Review Reports - Music Sound Quality Assessment in Bimodal Cochlear Implant Users—Toward Improved Hearing Aid Fitting

Round 1

Reviewer 1 Report

Comments and Suggestions for Authors

The authors present an important topic-- optimizing acoustic stimulation parameters for patients in bimodal condition focusing on sound quality. While the background content is well presented overall, I think the details about the manipulations could be explained more clearly and shared in a Figure and or Table. I would appreciate seeing clearly what were the different conditions tested and clear depiction of the stimuli presented to patients.

Another important limitation of the approach used for this population needs more discussion is inherent to using MUSHRA in patients with hearing loss. Particularlry using CI but also relevant to this study is that there is no "normal hearing ear" for the reference. Landsberger, et al (cited in the references) avoids this issue as they tested SSD patients and used the normal hearing ear as the "ruler." In this study, some of the patients have significant hearing loss (severe range) in their acoustic ear.

I think consideration and some discussion about this is important-- did these individuals with significant hearing loss truly identify the reference as "100", the highest quality rating to which compare all other samples? This is critical to use this approach effectively and is not valid when presenting to the reference to a CI ear, for example.

minor grammatical point:

line 239 "peace" should be "piece"

Author Response

Comments 1: The authors present an important topic-- optimizing acoustic stimulation parameters for patients in bimodal condition focusing on sound quality. While the background content is well presented overall, I think the details about the manipulations could be explained more clearly and shared in a Figure and or Table. I would appreciate seeing clearly what were the different conditions tested and clear depiction of the stimuli presented to patients.

Response 1: Thank you very much, a table (#2) describing he conditions and stimuli has now been included.

Comments 2: Another important limitation of the approach used for this population needs more discussion is inherent to using MUSHRA in patients with hearing loss. Particularlry using CI but also relevant to this study is that there is no "normal hearing ear" for the reference. Landsberger, et al (cited in the references) avoids this issue as they tested SSD patients and used the normal hearing ear as the "ruler." In this study, some of the patients have significant hearing loss (severe range) in their acoustic ear.

Response 2: Thank you for raising this important point. In order to make clearer that MUSHRA does not need an overt reference (such as the normal hearing ear) but that the quality assessments are based on the comparisons of the various conditions, we write: “The “multiple-stimulus with hidden reference and anchor” (MUSHRA) test was used for sound quality assessment (see recommendation [25]). This method does not require an overt reference such as the healthy ear in patients with single sided deafness [26 –Landsberger et al. 2020]. Instead, it allows simultaneous comparison and rating of different stimuli. Typically, the stimuli are compared against a known reference stimulus that is chosen to have the best quality. However, in our case the reference (i.e., fitting based on DSL v5.0) was only presented in a hidden form, since it must not necessarily present optimal sound quality.”

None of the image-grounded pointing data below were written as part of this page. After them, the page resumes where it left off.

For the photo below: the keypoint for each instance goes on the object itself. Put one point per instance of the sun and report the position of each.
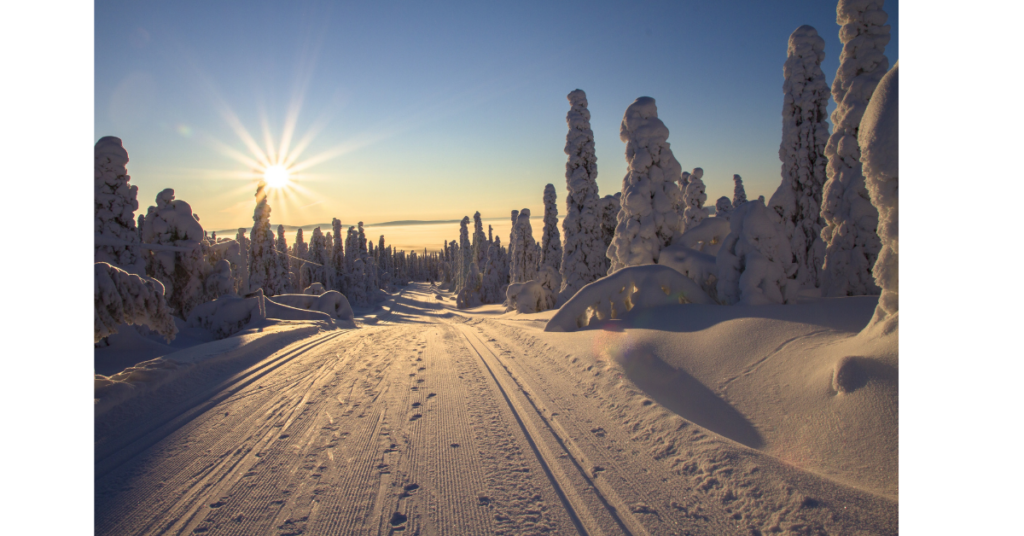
(276, 176)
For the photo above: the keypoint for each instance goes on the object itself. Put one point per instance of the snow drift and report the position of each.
(636, 287)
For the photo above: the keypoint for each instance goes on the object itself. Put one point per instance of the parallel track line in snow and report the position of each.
(559, 488)
(159, 428)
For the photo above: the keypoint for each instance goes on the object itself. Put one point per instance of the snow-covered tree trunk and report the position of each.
(584, 251)
(263, 268)
(114, 206)
(647, 221)
(525, 257)
(694, 198)
(738, 192)
(805, 133)
(172, 223)
(120, 297)
(879, 138)
(551, 241)
(850, 234)
(755, 264)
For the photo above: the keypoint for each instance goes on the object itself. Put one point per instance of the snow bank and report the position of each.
(880, 154)
(119, 297)
(334, 303)
(706, 237)
(755, 264)
(636, 287)
(227, 315)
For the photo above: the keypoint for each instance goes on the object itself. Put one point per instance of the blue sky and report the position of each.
(435, 110)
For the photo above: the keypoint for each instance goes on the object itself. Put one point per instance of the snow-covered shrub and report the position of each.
(723, 208)
(114, 206)
(694, 198)
(630, 288)
(219, 282)
(755, 264)
(584, 249)
(120, 297)
(880, 154)
(706, 238)
(332, 302)
(263, 263)
(738, 192)
(551, 241)
(805, 133)
(227, 315)
(526, 298)
(180, 266)
(524, 258)
(647, 220)
(850, 234)
(698, 266)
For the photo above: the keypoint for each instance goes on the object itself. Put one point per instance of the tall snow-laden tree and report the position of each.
(525, 259)
(850, 234)
(647, 221)
(284, 263)
(115, 237)
(755, 264)
(262, 251)
(315, 272)
(879, 138)
(479, 240)
(805, 133)
(179, 264)
(584, 251)
(723, 208)
(465, 254)
(551, 241)
(694, 198)
(120, 297)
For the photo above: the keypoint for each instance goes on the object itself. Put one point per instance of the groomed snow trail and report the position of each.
(426, 423)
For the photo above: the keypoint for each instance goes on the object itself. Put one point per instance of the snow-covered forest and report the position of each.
(657, 258)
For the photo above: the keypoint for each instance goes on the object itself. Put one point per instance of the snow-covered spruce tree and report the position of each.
(172, 224)
(479, 240)
(262, 251)
(120, 297)
(340, 276)
(317, 256)
(723, 208)
(646, 221)
(551, 240)
(805, 133)
(244, 244)
(299, 250)
(755, 264)
(694, 198)
(879, 138)
(465, 254)
(116, 238)
(738, 192)
(524, 260)
(850, 234)
(584, 257)
(284, 263)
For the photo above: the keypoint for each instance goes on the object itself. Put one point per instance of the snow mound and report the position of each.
(227, 315)
(628, 289)
(755, 264)
(334, 303)
(119, 297)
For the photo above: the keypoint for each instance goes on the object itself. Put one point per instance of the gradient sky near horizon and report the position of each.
(413, 110)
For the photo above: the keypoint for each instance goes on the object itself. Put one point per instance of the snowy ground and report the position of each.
(428, 420)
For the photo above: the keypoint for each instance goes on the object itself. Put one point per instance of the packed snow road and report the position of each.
(426, 423)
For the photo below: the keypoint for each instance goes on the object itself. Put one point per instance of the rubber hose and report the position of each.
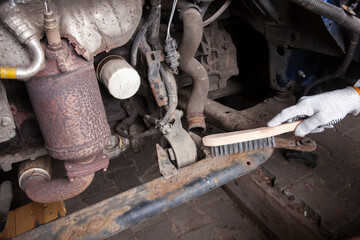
(192, 36)
(331, 12)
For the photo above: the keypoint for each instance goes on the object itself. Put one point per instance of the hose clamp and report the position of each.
(31, 173)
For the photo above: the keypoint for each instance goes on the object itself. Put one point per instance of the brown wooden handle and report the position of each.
(248, 135)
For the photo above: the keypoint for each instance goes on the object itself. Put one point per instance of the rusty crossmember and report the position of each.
(120, 212)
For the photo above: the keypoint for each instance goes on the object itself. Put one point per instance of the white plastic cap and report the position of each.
(120, 78)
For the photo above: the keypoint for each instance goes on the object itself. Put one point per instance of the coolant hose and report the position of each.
(193, 32)
(331, 12)
(27, 36)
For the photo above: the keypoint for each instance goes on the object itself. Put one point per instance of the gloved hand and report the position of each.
(320, 111)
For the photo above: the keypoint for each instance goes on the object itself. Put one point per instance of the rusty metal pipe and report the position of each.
(122, 211)
(193, 32)
(35, 180)
(67, 103)
(43, 191)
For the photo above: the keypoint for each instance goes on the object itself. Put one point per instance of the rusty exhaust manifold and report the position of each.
(68, 106)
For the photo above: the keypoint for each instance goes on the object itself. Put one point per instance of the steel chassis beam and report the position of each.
(120, 212)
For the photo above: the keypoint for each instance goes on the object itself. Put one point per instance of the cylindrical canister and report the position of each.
(70, 112)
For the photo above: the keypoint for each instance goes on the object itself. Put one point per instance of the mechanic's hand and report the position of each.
(320, 111)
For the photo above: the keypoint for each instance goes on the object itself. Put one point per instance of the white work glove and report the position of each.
(321, 111)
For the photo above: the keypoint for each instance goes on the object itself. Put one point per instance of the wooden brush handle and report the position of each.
(248, 135)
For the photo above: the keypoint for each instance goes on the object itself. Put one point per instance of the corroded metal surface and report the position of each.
(7, 160)
(296, 143)
(167, 169)
(115, 214)
(92, 26)
(193, 33)
(69, 109)
(157, 85)
(178, 139)
(7, 124)
(75, 169)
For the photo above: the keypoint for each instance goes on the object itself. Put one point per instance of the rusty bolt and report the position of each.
(5, 121)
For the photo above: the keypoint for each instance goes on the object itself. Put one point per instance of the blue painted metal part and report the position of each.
(306, 61)
(120, 212)
(333, 28)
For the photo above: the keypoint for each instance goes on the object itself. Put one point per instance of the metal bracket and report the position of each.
(157, 85)
(184, 148)
(167, 169)
(296, 143)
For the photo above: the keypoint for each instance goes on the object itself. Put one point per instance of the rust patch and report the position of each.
(68, 106)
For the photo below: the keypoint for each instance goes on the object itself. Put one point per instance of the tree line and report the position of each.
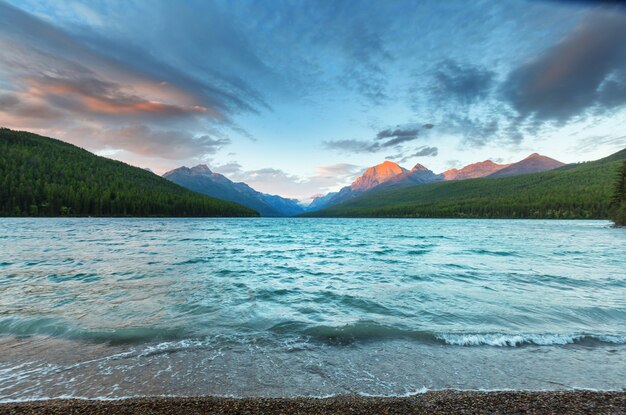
(41, 176)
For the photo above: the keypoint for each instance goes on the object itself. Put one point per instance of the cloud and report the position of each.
(278, 181)
(118, 96)
(338, 170)
(423, 151)
(464, 83)
(24, 107)
(387, 138)
(147, 142)
(583, 73)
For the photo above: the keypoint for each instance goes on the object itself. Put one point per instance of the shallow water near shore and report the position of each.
(108, 308)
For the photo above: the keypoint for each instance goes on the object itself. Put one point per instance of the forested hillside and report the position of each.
(41, 176)
(619, 197)
(580, 191)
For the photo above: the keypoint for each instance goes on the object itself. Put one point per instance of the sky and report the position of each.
(297, 98)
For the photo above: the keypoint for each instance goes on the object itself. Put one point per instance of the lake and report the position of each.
(109, 308)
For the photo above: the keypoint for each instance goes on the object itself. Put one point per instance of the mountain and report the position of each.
(385, 175)
(41, 176)
(534, 163)
(320, 201)
(389, 175)
(202, 180)
(575, 191)
(376, 175)
(473, 171)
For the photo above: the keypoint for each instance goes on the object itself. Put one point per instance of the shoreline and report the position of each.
(432, 402)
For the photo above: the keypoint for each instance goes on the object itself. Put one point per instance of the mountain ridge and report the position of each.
(390, 175)
(573, 191)
(202, 179)
(43, 176)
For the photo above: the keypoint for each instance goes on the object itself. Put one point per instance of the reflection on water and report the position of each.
(121, 307)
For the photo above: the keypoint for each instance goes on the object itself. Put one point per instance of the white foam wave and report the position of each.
(514, 340)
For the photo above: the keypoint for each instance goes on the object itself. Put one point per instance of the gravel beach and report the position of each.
(441, 402)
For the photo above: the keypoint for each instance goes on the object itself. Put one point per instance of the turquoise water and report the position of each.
(283, 307)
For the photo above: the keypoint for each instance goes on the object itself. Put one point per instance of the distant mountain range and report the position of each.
(202, 180)
(42, 176)
(521, 190)
(389, 175)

In general, MUSHRA has been used several times in patients with hearing loss and/or cochlear implants – sometimes even labelled as CI-MUSHRA ([42] Roy et al. 2012, DOI: 10.1177/1084713812465493)

Comments 3: I think consideration and some discussion about this is important-- did these individuals with significant hearing loss truly identify the reference as "100", the highest quality rating to which compare all other samples? This is critical to use this approach effectively and is not valid when presenting to the reference to a CI ear, for example.

Response 3: In the MUSHRA-approach, the reference is hidden. It must not necessarily yield the highest sound quality (i.e., 100). To avoid this potential misunderstanding we have reworded the text (please see above).

minor grammatical point:

Comments 4: line 239 "peace" should be "piece"

Response 4: Thank you, this was corrected.

Reviewer 2 Report

Comments and Suggestions for Authors

Overall, this paper is a great demonstration of the authors' work. A few limitations to be considered: 1) the overall population is too small, 2) the average CI wearing time for the research population is varied/seems to have a high standard deviation. I wonder if the results could be different if the wearing time can be more similar across the population.

Author Response

Comments 1: Overall, this paper is a great demonstration of the authors' work. A few limitations to be considered: 1) the overall population is too small, 2) the average CI wearing time for the research population is varied/seems to have a high standard deviation. I wonder if the results could be different if the wearing time can be more similar across the population.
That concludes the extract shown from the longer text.